Hacker News new | ask | show | jobs
by markwkw 701 days ago
You trim, yes, but AI content surely invades (all?) areas of written material. People are increasingly using AI to assist their writing. Even it if's for slight editing, word choice suggestions.

Even AP doesn't ban the use of LLMs, its standards prohibit direct publishing of AI-generated content. I'm sure its writers leverage LLMs in some ways in their workflow, though. They would probably continue to use these even if AP attempted to ban LLMs (human incentives).

1 comments

If the AI generated content is filtered for quality or is corrected then it will still be good data.
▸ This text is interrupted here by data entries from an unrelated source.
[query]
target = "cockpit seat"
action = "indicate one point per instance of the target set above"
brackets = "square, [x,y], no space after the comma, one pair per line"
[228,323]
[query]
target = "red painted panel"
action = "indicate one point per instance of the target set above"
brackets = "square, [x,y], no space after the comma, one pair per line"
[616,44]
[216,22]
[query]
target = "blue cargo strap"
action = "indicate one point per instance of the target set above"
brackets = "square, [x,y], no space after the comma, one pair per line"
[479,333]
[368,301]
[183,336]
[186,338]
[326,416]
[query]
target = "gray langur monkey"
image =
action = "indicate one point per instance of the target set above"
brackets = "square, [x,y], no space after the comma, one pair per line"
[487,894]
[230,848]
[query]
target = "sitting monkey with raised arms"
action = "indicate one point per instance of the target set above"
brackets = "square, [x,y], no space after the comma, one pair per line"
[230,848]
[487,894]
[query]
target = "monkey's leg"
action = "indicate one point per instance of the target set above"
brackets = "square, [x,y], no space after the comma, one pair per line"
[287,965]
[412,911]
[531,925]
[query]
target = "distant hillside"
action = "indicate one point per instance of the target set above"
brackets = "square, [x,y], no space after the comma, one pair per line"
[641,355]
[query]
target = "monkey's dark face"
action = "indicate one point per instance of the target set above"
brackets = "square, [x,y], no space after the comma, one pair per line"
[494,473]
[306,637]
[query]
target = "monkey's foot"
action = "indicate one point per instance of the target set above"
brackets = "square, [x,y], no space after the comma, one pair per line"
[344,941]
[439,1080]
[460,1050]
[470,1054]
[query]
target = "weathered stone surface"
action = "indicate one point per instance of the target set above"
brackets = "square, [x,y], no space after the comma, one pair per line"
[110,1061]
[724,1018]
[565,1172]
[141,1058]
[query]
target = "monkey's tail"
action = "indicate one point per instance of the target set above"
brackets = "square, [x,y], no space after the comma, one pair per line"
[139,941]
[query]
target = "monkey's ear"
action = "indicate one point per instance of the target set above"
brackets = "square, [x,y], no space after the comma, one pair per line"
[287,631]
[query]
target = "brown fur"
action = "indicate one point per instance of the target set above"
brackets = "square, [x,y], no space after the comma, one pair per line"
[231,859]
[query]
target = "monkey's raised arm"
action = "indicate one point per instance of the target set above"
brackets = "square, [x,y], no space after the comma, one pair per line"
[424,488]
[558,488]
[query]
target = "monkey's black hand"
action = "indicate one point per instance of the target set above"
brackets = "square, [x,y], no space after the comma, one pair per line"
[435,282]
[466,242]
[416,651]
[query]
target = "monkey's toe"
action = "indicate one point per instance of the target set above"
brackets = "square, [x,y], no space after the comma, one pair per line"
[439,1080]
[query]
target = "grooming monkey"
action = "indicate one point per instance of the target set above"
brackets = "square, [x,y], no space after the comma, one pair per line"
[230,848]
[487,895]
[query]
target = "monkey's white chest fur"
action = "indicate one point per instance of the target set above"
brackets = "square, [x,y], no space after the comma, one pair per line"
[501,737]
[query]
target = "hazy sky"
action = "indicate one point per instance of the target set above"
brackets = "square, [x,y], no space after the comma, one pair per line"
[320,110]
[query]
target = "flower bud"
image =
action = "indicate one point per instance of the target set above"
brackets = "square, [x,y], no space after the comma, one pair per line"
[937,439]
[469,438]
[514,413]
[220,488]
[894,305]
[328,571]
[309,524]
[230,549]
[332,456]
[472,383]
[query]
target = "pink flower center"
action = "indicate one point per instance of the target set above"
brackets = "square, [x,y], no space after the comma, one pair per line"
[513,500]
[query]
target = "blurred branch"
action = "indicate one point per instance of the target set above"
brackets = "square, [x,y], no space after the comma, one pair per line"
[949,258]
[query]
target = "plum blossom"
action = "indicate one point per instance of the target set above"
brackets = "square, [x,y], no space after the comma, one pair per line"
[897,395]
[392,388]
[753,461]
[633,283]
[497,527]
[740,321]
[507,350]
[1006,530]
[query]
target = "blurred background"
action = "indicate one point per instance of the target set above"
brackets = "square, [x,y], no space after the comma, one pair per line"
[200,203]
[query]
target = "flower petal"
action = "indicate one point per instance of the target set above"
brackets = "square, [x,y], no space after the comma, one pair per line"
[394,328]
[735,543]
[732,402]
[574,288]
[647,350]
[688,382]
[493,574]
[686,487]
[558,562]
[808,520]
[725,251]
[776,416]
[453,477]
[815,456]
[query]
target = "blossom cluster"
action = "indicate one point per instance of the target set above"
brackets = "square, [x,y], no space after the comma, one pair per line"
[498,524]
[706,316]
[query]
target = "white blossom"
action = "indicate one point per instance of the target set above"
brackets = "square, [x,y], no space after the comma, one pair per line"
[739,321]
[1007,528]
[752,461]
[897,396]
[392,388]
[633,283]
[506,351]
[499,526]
The phenomenon of model degradation is only in the case where there is no outside influence in the generated data.
I think this is extremely important with AI generated content, but seems to be given less and less thought as people start to "trust" AI as it seeps into the public conscious more. It needs to be reviewed, filtered, and fixed where appropriate. After that, it isn't any different from reviewing data on your own, and wording it in a way that fits the piece you're writing. Unfortunately, there's so much trust in AI now that people will go ahead and publish content without even reading it for the correct tense!
The same problem exists if you blindly trust any source without verifying it. There is a huge amount of endlessly recycled incorrect blog spam out there for all domains. Not only that but this problem has always existed for second hand information so it's not like we were even starting from some pristine state of perfect truthfulness. We have the tools we need to deal with the situation and they were developed hundreds of years ago. Empiricism being chief among them. Nullius in verba[0]

[0] https://en.wikipedia.org/wiki/Nullius_in_verba

If tail events aren't produced by these models, no amount of human filtering will get them back. People would not just need to filter or adjust AI generated content, but create novel content of their own.